GRAND RAPIDS, Mich. — In 1996, a campaign coordinator gave Scott Greenlee, a then-28-year-old volunteer with the Kent County Republican Party, an assignment of a lifetime. His mission? Drive Republican presidential candidate Bob Dole around while he campaigned in West Michigan.
“It was exciting. Certainly nerve-wracking getting behind the wheel and recognizing the Senate Majority Leader was in my car, who was going to be the nominee of our party for president. Definitely was driving very slow, using my blinkers, looking both ways twice, you know really trying to be safe,” Greenlee said in an interview with FOX 17 Sunday.
In 1996, Bob Dole was about as big of name in American politics as there was.
His life story of surviving a near-deadly explosion while fighting the Axis powers in Italy during World War II, to becoming a stalwart of the U.S. Senate was something out of a movie. Though those who met him say, he never acted like it.
“Just a very nice guy, a very down to earth guy. Certainly, he was immensely powerful and yet you wouldn't have known it,” explained Greenlee, who now works as political consultant in the state.
Greenlee picked up Dole at the airport and had the pleasure of spending the day with him, chauffeuring him to many spots in West Michigan, from Robinette’s Apple Haus (a classic stop for many politicians) to the Kent County Republican Party headquarters.
While he was a Kansan, Dole was very familiar with West Michigan, "he didn't need to be briefed or brought up to speed on anything," says Greenlee. Most likely due to Dole's longstanding friendship with former President Gerald Ford.
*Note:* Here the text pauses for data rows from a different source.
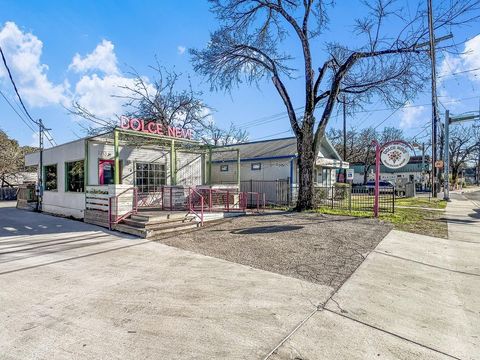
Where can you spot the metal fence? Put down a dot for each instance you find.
(8, 193)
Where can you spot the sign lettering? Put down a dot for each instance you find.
(154, 128)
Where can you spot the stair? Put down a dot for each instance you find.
(148, 224)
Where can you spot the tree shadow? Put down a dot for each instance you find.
(266, 229)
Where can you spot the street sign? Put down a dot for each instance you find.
(395, 154)
(350, 173)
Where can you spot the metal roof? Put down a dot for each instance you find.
(275, 148)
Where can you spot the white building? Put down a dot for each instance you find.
(79, 178)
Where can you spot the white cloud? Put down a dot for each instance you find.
(411, 115)
(181, 49)
(23, 51)
(103, 59)
(100, 95)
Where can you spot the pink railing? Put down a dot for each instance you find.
(113, 209)
(191, 203)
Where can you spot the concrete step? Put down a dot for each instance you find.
(152, 223)
(156, 216)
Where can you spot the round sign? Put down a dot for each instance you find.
(395, 155)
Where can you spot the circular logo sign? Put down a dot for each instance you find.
(395, 155)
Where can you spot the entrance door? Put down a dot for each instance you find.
(106, 172)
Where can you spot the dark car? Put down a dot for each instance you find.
(382, 184)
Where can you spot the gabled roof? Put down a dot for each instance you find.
(279, 148)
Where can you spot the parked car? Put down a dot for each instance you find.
(370, 186)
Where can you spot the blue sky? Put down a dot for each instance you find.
(60, 50)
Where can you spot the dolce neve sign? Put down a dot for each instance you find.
(154, 128)
(395, 154)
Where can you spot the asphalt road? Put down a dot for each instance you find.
(475, 196)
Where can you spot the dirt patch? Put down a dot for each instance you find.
(323, 249)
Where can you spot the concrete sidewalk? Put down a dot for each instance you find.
(414, 297)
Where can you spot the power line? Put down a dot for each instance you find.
(15, 87)
(38, 123)
(16, 112)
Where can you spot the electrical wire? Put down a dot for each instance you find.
(16, 112)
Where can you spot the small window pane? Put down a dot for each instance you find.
(75, 176)
(256, 166)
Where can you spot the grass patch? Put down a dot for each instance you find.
(418, 221)
(422, 202)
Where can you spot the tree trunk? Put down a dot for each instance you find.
(306, 163)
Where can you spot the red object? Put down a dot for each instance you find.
(378, 150)
(154, 128)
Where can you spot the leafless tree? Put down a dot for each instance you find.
(388, 62)
(359, 147)
(464, 144)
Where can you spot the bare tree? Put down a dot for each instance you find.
(161, 101)
(359, 144)
(213, 135)
(464, 144)
(379, 63)
(11, 158)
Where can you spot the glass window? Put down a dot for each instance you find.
(75, 176)
(149, 177)
(256, 166)
(50, 177)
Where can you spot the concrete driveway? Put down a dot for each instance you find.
(74, 291)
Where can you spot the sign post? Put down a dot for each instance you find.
(394, 155)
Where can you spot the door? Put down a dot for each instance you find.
(106, 172)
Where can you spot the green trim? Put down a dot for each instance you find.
(238, 168)
(209, 165)
(85, 166)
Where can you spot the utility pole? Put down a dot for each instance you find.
(434, 97)
(344, 137)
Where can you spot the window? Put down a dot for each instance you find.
(256, 166)
(75, 176)
(149, 177)
(50, 177)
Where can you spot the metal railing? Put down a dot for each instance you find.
(113, 207)
(359, 198)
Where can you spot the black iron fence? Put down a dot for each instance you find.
(354, 198)
(338, 196)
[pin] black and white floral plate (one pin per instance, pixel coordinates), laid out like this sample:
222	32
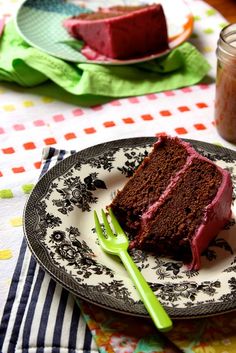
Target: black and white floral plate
59	227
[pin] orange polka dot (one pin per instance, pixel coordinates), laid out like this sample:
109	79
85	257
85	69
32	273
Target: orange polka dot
70	136
181	130
201	105
183	109
38	165
200	126
165	113
50	141
18	170
8	150
109	124
89	130
29	146
128	121
147	117
59	117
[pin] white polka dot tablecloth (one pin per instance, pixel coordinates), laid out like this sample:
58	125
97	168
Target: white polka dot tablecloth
29	122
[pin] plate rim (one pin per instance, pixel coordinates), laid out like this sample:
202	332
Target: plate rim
93	151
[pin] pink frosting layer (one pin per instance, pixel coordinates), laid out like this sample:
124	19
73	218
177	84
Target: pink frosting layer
216	213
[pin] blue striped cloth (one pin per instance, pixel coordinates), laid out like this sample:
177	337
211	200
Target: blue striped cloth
40	316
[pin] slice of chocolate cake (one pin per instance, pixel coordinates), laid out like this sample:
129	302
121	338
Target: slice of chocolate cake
175	203
122	32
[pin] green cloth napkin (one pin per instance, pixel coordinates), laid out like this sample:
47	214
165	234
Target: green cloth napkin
30	67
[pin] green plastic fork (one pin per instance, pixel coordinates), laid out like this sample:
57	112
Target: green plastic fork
117	244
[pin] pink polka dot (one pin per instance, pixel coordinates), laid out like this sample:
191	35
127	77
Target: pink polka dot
19	127
58	118
151	96
97	107
116	103
204	86
169	93
77	112
39	123
186	90
133	100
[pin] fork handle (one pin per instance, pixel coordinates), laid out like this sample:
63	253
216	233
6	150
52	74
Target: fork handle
152	304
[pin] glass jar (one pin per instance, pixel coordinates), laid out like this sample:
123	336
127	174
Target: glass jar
225	97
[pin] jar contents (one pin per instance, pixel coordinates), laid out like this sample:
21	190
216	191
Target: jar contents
225	97
225	101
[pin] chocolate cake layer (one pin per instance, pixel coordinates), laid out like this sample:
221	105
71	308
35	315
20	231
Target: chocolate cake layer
175	203
173	225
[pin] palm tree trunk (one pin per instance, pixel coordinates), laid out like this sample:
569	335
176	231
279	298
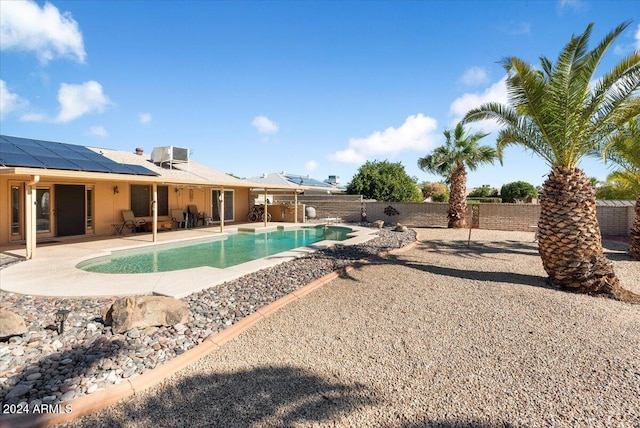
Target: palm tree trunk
569	239
458	198
634	236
Dole was his running mate in 1976, when Ford lost his reelection bid.
“When I look at Bob Dole and my interactions with him, I see an awful lot of Gerald Ford,” says Greenlee.
“He was very accommodating, he wasn't one of these people who was very tight on you know, we've got 10 minutes for photos here and then I’ve got to move on. He was taking his time and meeting everybody that he could and really interacting,” he added.
On the road, Greenlee says he and Dole talked about baseball, politics and what the senator thought was crucial for the Republican Party.
“He said then, which is still true today; we need more young people to get involved,” says Greenlee “He started the day with that and ended with that.”
“When we got him back to the airport, he just shook my hand and said he's thankful, he was gracious and said I want to keep you involved, I want to make sure I you see at upcoming events when I’m back here in Michigan,”
As he remembered Greenlee at those future events in the years to come, generations will remember Senator Bob Dole for his 79 years of leadership and service. Dole passed away Sunday at the age of 98.
His mark has been permanently left in West Michigan. A "FORD-DOLE" campaign sign from the 1976 race still hangs across the wall of the Kent County GOP and in 2003 the Battle Creek federal building where Dole was treated for years for his near-fatal war wounds, was renamed in his honor.
“He was such a good guy and that's why you see people from all across the political aisles, mourning the loss of a great American today," Greenlee said.
"He's certainly somebody that you would read about, and you'd observe on national TV shows, brokering deals and,working to encourage people to get things done,.to meet in the middle when we needed to, to move America forward," added Greenlee.
"Whether it was 100% on his side, or 100% on the other side, he wasn't as concerned. He strikes me as the type of politician who just wanted to get things done, who wanted to make things a little better, not necessarily going for the homerun being happy to take a walk and advance, you know, America one base at a time."